Injection molding machines, also known as presses, consist of a material hopper, an injection ram or screw-type plunger, and a heating unit. The molds are clamped to the platen of the molding machine, where plastic is injected through the sprue orifice to create injection molds.
Presses are rated by tonnage, which is the calculation of the amount of clamping force that the machine can exert. This force keeps the mold closed during the injection molding process. Tonnage can vary from less than 5 tons to 6000 tons, with the higher figures used in comparatively few manufacturing operations. The total clamp force needed is determined by the projected area of the custom part being molded. This projected area is multiplied by a clamp force of from 2 to 8 tons for each square inch of the projected areas. As a rule of thumb, 4 or 5 tons/in can be used for most injection molded products. If the plastic material is very stiff, it will require more injection pressure to fill the mold, thus more clamp tonnage is needed to hold the mold closed. The required force can also be determined by the material used and the size of the part, larger plastic parts require higher clamping force.
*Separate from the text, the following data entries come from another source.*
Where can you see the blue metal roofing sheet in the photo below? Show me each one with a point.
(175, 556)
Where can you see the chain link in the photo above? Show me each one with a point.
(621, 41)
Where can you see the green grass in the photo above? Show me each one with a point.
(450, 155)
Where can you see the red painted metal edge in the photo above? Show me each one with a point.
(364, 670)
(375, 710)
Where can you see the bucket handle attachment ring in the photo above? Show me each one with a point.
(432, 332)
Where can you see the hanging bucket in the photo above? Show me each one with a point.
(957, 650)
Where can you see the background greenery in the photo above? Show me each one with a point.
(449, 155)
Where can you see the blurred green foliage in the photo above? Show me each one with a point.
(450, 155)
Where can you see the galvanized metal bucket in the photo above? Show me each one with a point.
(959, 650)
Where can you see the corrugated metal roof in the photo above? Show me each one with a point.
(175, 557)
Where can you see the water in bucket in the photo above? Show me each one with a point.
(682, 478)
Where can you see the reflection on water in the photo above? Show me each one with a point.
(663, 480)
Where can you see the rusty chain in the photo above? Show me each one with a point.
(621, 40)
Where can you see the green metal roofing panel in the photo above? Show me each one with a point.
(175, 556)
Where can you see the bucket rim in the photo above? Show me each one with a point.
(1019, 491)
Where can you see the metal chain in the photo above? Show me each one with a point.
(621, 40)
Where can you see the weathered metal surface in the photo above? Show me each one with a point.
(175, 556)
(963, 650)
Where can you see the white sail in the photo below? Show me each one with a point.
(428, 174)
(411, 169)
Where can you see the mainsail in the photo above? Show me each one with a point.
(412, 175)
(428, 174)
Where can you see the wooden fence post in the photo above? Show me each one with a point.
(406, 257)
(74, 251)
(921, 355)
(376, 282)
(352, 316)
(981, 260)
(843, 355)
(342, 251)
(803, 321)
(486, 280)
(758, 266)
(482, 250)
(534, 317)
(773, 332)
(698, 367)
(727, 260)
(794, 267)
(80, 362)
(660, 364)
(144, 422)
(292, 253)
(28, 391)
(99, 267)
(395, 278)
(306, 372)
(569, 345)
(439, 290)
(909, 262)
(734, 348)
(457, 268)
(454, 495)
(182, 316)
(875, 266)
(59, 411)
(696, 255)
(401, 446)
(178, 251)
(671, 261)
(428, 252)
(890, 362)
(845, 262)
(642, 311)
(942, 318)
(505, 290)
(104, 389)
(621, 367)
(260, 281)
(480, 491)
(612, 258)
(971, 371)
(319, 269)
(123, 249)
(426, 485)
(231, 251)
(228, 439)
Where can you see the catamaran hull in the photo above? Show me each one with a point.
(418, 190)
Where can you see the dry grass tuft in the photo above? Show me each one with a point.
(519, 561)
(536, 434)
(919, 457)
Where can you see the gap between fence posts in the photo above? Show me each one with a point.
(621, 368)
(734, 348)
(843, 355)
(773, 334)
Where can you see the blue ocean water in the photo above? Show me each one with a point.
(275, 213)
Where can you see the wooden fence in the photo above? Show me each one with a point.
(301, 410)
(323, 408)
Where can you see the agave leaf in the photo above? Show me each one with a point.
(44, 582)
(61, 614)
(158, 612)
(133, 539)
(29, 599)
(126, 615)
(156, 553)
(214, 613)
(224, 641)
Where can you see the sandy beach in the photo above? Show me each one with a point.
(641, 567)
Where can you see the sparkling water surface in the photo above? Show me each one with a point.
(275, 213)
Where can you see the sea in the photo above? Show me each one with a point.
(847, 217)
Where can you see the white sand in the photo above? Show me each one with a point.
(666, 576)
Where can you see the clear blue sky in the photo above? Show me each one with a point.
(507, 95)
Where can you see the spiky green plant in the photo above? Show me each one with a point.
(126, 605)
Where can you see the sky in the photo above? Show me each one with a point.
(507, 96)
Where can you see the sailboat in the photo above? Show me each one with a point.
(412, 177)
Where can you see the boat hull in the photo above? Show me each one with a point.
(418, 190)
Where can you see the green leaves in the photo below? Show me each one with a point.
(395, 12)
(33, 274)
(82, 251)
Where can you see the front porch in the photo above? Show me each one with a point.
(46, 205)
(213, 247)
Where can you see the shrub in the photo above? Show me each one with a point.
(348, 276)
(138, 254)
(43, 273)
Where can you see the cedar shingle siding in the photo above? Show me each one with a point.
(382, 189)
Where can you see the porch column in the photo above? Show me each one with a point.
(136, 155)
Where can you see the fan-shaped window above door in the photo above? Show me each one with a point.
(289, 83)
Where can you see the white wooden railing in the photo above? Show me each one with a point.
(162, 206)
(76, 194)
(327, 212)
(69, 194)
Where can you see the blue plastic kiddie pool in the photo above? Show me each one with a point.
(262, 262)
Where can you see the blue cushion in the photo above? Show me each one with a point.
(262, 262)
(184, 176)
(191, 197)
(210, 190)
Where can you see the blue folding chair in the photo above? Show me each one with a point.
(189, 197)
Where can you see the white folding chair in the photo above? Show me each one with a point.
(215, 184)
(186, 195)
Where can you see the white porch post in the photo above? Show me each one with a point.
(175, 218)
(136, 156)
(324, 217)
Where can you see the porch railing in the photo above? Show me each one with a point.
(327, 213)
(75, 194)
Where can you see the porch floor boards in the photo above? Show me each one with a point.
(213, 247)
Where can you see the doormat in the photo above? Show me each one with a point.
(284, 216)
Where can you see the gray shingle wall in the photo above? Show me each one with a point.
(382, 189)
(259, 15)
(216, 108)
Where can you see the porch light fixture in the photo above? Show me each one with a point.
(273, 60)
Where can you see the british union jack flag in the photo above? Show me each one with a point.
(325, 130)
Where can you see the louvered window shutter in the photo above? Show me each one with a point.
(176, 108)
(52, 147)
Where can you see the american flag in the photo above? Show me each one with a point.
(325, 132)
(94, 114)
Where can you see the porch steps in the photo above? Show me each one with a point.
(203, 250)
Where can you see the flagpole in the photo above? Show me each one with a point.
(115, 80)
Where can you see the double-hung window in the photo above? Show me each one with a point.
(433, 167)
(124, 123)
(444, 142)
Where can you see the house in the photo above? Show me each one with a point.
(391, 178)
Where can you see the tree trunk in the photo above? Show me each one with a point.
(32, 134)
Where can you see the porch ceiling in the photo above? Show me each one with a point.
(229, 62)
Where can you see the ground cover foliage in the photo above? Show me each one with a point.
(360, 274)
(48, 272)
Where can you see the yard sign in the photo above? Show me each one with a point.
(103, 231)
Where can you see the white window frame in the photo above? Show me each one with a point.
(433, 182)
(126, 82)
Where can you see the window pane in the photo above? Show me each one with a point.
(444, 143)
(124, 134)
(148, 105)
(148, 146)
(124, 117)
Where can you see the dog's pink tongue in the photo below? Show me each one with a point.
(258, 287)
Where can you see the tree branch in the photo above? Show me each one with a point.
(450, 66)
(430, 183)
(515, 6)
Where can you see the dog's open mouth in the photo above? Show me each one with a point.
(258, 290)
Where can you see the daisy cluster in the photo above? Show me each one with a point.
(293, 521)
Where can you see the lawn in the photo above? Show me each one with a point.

Today, electric presses are taking over the typical hydraulic injection molding machines. Companies who produce injection molds prefer them as they offer 80% less energy consumption and nearly 100% repeatability, by utilizing electric servo motors. While the cost of an electric molding machine is typically 30% higher than a hydraulic press, higher demand for injection molds is closing the gap on cost. It is estimated that in the next 20 years hydraulic molding machines will be a thing of the past, as more molding companies are making the switch to stay competitive.